Sanctions disciplinaires de l’employeur
Le manquement d’un travailleur à son obligation de sécurité (ex : non-respect des consignes de sécurité, et ce, même en l’absence d’accident) constitue un manquement à ses obligations contractuelles en matière de santé et de sécurité au travail. Ce manquement peut alors conduire l’employeur à prendre des mesures disciplinaires contre lui pouvant aller jusqu’au licenciement.
D’une manière générale, le licenciement d’un salarié pour manquement à son obligation de sécurité pourra être justifié dès lors que ce manquement est établi et qu’il est d’une gravité suffisante pour justifier la rupture du contrat de travail. Il reviendra en tout état de cause à l’employeur d’apprécier la proportionnalité de la faute au regard de la gravité du manquement commis.
Exemples où le manquement à l’obligation de sécurité du salarié a été reconnu :
Un salarié cariste a été licencié pour faute grave après avoir continué de travailler après avoir renversé un chargement de palettes, tout en sachant, qu'il n'était pas en état de poursuivre son activité du fait de son traitement médical, et qu'il faisait ainsi courir des risques à ses collègues (Cass., Soc., 12 octobre 2017, n°16-18.836) ;
Un salarié a été licencié pour faute grave après avoir donné un ordre qui a mis en danger la sécurité des employés lors du démontage de racks sans matériel de sécurité approprié (Cass., Soc., 7 octobre 2015, n°14-12.403) ;
Un salarié a été licencié pour faute grave en raison de son comportement inapproprié et agressif envers ses collaborateurs, ce qui a conduit à des départs au sein de l'équipe (Cass., Soc., 26 février 2025, n°22-23.703).
Responsabilité civile et pénale du travailleur
En cas d’accident du travail, la responsabilité du salarié pour faute inexcusable peut être engagée. Pour que la faute inexcusable du salarié puisse être reconnue, celui-ci devra avoir commis une faute intentionnelle, et une « faute volontaire d’une exceptionnelle gravité, exposant sans raison valable son auteur à un danger dont il aurait dû avoir conscience » (Cass., Civ. 2ème, 24 septembre 2020, n°18-26.155).

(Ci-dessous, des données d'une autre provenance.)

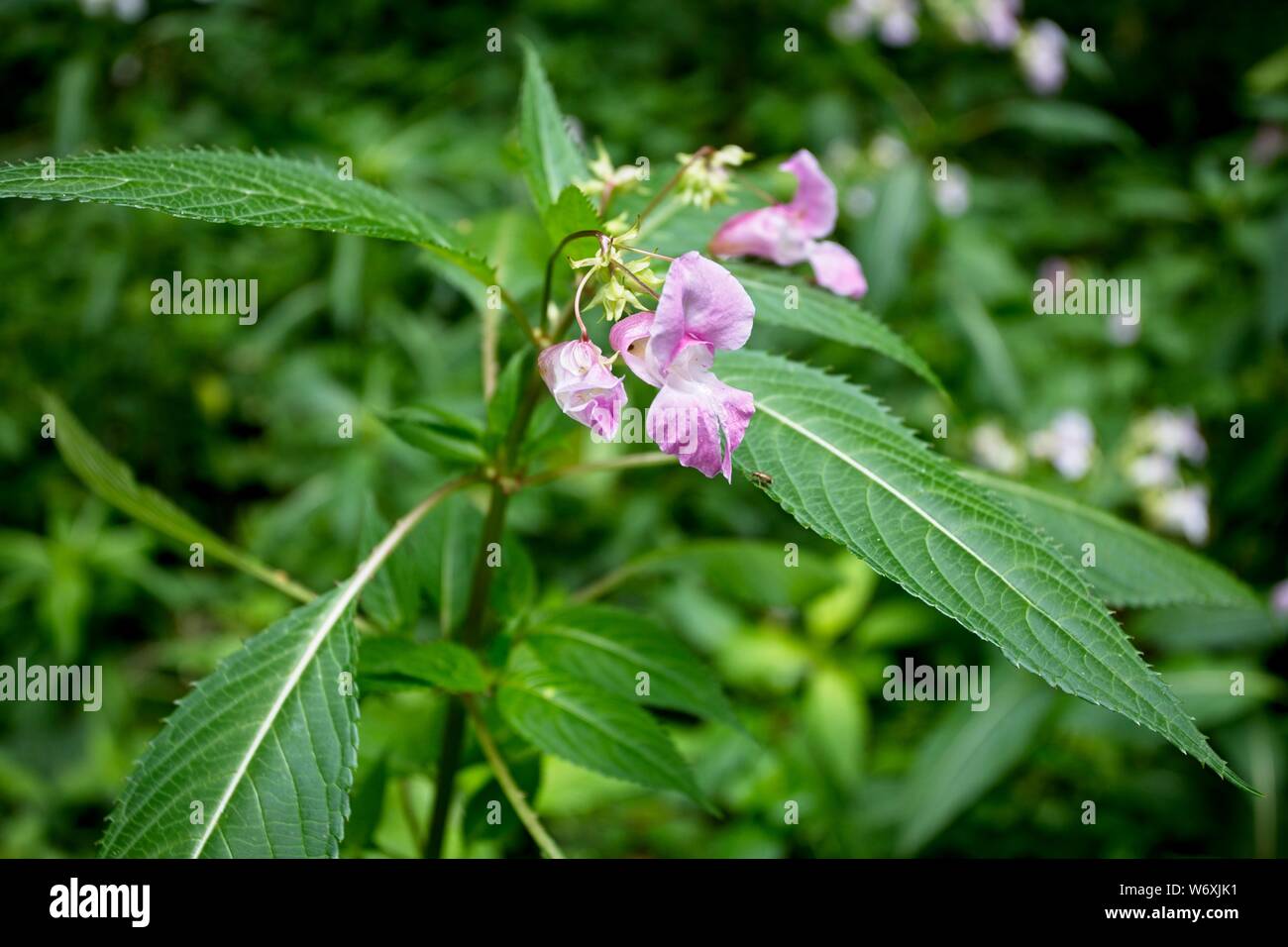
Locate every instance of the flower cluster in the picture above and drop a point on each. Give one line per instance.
(1157, 444)
(995, 24)
(1068, 444)
(695, 416)
(791, 234)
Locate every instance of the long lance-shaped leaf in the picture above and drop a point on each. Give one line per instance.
(259, 757)
(823, 313)
(111, 479)
(550, 159)
(239, 188)
(1129, 566)
(845, 468)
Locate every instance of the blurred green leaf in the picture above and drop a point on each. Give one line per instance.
(438, 432)
(439, 664)
(239, 188)
(114, 482)
(608, 647)
(585, 725)
(967, 754)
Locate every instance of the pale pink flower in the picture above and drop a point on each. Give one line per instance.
(791, 234)
(695, 416)
(579, 377)
(1041, 54)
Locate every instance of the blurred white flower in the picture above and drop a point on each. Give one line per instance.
(1279, 599)
(993, 450)
(1122, 331)
(991, 22)
(1171, 433)
(125, 11)
(859, 201)
(1068, 444)
(1153, 471)
(997, 21)
(887, 151)
(894, 21)
(1041, 54)
(1183, 510)
(952, 195)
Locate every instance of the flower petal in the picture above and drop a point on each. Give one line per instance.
(814, 201)
(700, 303)
(629, 338)
(583, 385)
(837, 269)
(773, 234)
(699, 419)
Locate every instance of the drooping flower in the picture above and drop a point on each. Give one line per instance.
(1171, 433)
(993, 450)
(584, 386)
(896, 21)
(1067, 444)
(790, 234)
(695, 416)
(1183, 510)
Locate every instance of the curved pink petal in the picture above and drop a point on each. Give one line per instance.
(814, 202)
(837, 269)
(773, 234)
(700, 420)
(702, 303)
(583, 385)
(629, 338)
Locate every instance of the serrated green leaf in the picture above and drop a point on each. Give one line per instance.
(439, 664)
(585, 725)
(111, 479)
(239, 188)
(550, 158)
(824, 315)
(845, 468)
(267, 745)
(1132, 567)
(608, 647)
(572, 213)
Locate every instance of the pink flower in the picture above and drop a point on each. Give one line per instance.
(578, 373)
(791, 234)
(695, 416)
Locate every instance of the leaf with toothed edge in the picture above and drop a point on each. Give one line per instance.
(240, 188)
(1132, 567)
(851, 472)
(267, 745)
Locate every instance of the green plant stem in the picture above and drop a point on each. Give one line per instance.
(623, 463)
(507, 785)
(476, 612)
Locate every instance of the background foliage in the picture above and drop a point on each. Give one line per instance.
(1125, 172)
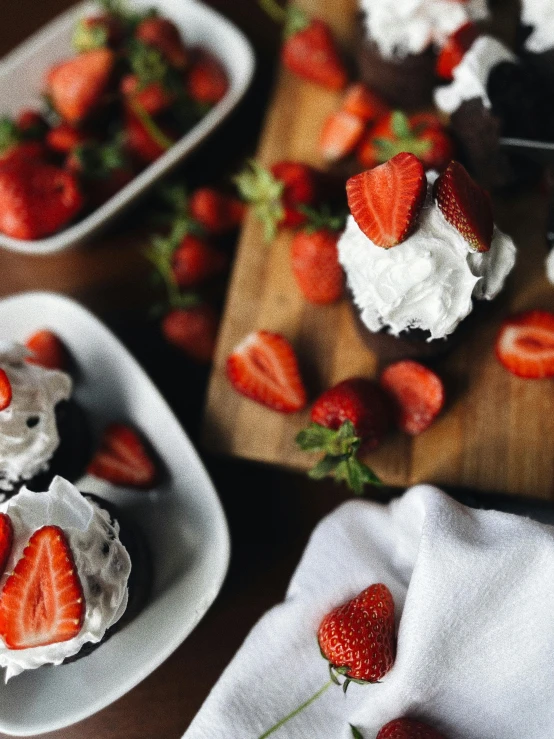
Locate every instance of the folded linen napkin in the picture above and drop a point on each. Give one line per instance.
(474, 597)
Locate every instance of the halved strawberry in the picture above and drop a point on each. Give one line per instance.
(5, 390)
(465, 205)
(417, 392)
(48, 350)
(525, 344)
(455, 49)
(386, 201)
(340, 135)
(42, 602)
(123, 458)
(6, 540)
(264, 368)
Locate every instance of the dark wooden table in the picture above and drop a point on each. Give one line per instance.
(271, 513)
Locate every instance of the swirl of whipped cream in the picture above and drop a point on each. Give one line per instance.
(102, 563)
(540, 15)
(428, 280)
(26, 448)
(472, 74)
(403, 27)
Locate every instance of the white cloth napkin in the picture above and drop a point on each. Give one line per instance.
(474, 597)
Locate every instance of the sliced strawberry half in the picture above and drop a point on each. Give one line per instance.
(48, 350)
(264, 368)
(6, 540)
(123, 459)
(525, 344)
(466, 206)
(417, 392)
(386, 201)
(5, 390)
(42, 602)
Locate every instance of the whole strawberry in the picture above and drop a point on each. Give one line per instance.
(407, 728)
(358, 637)
(354, 414)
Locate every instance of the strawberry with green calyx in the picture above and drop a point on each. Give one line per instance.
(277, 194)
(309, 49)
(397, 133)
(358, 640)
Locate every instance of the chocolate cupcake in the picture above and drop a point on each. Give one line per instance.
(107, 580)
(398, 41)
(43, 432)
(411, 298)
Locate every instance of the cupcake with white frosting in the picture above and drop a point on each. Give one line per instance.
(43, 431)
(419, 251)
(86, 591)
(399, 41)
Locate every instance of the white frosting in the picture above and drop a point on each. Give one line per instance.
(25, 451)
(540, 15)
(103, 575)
(402, 27)
(428, 280)
(472, 73)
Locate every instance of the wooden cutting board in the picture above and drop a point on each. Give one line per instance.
(497, 431)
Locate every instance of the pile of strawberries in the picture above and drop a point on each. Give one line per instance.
(131, 91)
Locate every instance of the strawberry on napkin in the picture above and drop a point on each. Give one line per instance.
(473, 599)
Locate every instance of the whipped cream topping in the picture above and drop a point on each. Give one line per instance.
(102, 563)
(28, 431)
(428, 280)
(472, 73)
(402, 27)
(540, 15)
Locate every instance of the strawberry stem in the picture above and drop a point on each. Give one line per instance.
(297, 710)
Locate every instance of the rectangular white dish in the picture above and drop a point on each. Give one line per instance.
(22, 78)
(182, 519)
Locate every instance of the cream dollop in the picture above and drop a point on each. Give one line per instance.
(402, 27)
(102, 563)
(540, 15)
(472, 73)
(28, 431)
(425, 282)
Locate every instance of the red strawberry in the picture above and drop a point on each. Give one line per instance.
(152, 97)
(76, 86)
(465, 205)
(6, 540)
(264, 368)
(362, 102)
(408, 728)
(340, 135)
(36, 199)
(418, 394)
(195, 261)
(386, 201)
(193, 331)
(421, 135)
(309, 51)
(455, 49)
(64, 138)
(164, 36)
(42, 602)
(5, 391)
(48, 350)
(207, 80)
(123, 459)
(525, 344)
(358, 638)
(216, 211)
(316, 267)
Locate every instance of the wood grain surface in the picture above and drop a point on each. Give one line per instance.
(496, 432)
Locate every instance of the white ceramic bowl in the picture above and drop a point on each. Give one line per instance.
(182, 519)
(21, 82)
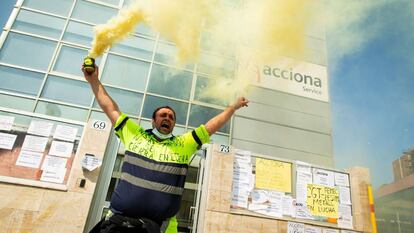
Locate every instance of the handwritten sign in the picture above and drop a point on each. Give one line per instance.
(274, 175)
(322, 200)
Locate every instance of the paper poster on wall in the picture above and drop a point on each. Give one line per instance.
(312, 229)
(344, 195)
(65, 133)
(54, 176)
(323, 200)
(41, 128)
(54, 163)
(29, 159)
(347, 231)
(274, 175)
(7, 141)
(329, 230)
(345, 222)
(6, 122)
(323, 177)
(302, 167)
(63, 149)
(288, 206)
(295, 227)
(34, 143)
(341, 179)
(241, 185)
(302, 211)
(302, 181)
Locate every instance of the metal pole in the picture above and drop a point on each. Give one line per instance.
(372, 210)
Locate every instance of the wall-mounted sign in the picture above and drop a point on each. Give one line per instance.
(291, 76)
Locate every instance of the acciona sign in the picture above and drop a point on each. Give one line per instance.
(295, 77)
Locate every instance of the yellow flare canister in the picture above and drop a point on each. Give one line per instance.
(89, 64)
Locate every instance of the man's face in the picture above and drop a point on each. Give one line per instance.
(164, 121)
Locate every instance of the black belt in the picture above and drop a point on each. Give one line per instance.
(128, 222)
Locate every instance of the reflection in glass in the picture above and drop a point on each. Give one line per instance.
(92, 12)
(39, 24)
(20, 81)
(63, 111)
(129, 102)
(170, 82)
(14, 102)
(27, 51)
(125, 72)
(136, 47)
(201, 94)
(200, 115)
(144, 30)
(153, 102)
(98, 116)
(217, 138)
(78, 33)
(67, 90)
(219, 66)
(167, 53)
(113, 2)
(59, 7)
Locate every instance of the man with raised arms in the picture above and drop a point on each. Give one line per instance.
(155, 164)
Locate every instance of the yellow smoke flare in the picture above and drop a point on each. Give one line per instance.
(256, 32)
(115, 29)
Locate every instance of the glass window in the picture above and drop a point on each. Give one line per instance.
(21, 81)
(59, 7)
(136, 47)
(79, 33)
(202, 91)
(70, 59)
(217, 43)
(27, 51)
(63, 111)
(170, 82)
(217, 65)
(14, 102)
(144, 30)
(39, 24)
(200, 115)
(125, 72)
(67, 90)
(153, 102)
(113, 2)
(92, 12)
(96, 115)
(129, 102)
(165, 53)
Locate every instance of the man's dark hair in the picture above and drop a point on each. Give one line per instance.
(159, 108)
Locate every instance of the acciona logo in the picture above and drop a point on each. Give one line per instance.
(291, 75)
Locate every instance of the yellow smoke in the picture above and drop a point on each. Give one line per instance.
(263, 31)
(256, 32)
(115, 29)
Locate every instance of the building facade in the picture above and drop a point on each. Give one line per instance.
(44, 42)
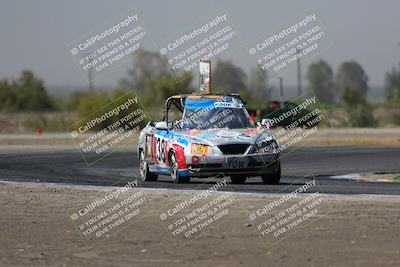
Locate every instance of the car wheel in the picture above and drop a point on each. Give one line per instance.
(272, 178)
(238, 179)
(178, 179)
(145, 174)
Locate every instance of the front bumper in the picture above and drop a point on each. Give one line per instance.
(247, 165)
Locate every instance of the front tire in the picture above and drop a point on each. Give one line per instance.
(178, 179)
(238, 179)
(145, 174)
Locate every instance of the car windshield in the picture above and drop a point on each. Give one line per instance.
(215, 113)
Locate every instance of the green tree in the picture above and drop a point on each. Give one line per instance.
(321, 81)
(360, 113)
(229, 77)
(392, 87)
(32, 96)
(352, 75)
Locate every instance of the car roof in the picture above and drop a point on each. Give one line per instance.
(210, 96)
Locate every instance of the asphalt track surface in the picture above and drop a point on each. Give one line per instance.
(68, 167)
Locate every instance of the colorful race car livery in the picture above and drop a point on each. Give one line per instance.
(206, 135)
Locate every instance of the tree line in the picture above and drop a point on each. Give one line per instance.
(150, 77)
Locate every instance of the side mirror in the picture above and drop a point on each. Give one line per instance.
(266, 123)
(161, 125)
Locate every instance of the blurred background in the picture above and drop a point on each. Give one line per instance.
(42, 89)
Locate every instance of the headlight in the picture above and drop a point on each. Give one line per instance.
(200, 149)
(266, 146)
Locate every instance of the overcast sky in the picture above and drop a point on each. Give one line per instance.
(34, 34)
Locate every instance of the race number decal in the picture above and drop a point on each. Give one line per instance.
(160, 150)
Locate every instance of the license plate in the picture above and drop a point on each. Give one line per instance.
(236, 162)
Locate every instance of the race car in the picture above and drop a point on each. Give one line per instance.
(206, 135)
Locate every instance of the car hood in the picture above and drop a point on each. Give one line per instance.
(215, 137)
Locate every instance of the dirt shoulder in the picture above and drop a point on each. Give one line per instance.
(351, 231)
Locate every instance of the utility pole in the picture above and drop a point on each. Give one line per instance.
(90, 75)
(282, 100)
(299, 90)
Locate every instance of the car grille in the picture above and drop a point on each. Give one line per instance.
(233, 149)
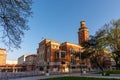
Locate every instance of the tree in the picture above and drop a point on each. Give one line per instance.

La faute inexcusable du salarié, à la différence de celle de l’employeur, conserve un caractère exceptionnel et ne pourra en pratique être retenue que dans des circonstances particulièrement graves. Même en cas d’imprudences graves, d’actes de désobéissance à un ordre formel, ou encore en cas d’état d'ivresse d’un salarié, la faute intentionnelle est rarement retenue par les juges. Par exemple, le fait pour un salarié de rouler à 100 km/h sur une route mouillée, sans ceinture de sécurité, n’a pas été considéré comme une faute inexcusable (Cass. Civ. 2ème., 16 oct. 2008, n° 07-16.053).
Si sa faute inexcusable est reconnue, cela aura pour effet de réduire la rente due au titre de l’indemnisation complémentaire pour la victime. Elle se distingue de la faute intentionnelle, qui prive la victime de toute prestation.
En pratique, sa reconnaissance relèvera de l’appréciation des juges, qui détermineront la responsabilité du salarié au regard des circonstances de l’accident, des avertissements reçus et de la conscience du danger par le salarié.
En cas d’accident du travail et en cas d'infraction à la réglementation générale sur l'hygiène et la sécurité du travail commise par un salarié, sa responsabilité pénale peut être engagée sur le fondement du Code pénal pour atteinte involontaire à la vie de la personne, aussi dit homicide involontaire (en cas de mort d’un salarié) ou pour atteinte involontaire à l’intégrité de la personne, aussi dit « blessures involontaires ». Sa responsabilité peut en effet être engagée dès lors qu’il aura été prouvé que ce dernier a personnellement contribué à la survenance de l’accident.
Exemple : Un travailleur a eu un pied écrasé par la chute d’une poutre, accrochée à une élingue qui s’est rompue du fait de son état de vétusté et du mode opératoire inapproprié mis en place. Il a été retenu coupable d'infraction à la réglementation générale sur l'hygiène et la sécurité du travail et a été condamné à deux amendes de 1 500 euros (Cass., Crim., 11 juillet 2017, n°16-85613).
Les travailleurs ont donc un rôle essentiel à jouer en matière de santé et de sécurité au travail. Leur obligation ne se limite pas à leur propre protection, mais s'étend à celle de leurs collègues sur leur lieu de travail. En cas de manquement, le salarié peut faire l’objet de sanctions disciplinaires, voire, dans les cas les plus graves, de poursuites civiles ou pénales. Toutefois, cette obligation ne saurait exonérer l’employeur de ses propres responsabilités. Il est donc fondamental que chaque acteur, à son niveau, participe activement à la prévention des risques professionnels au sein de l’entreprise.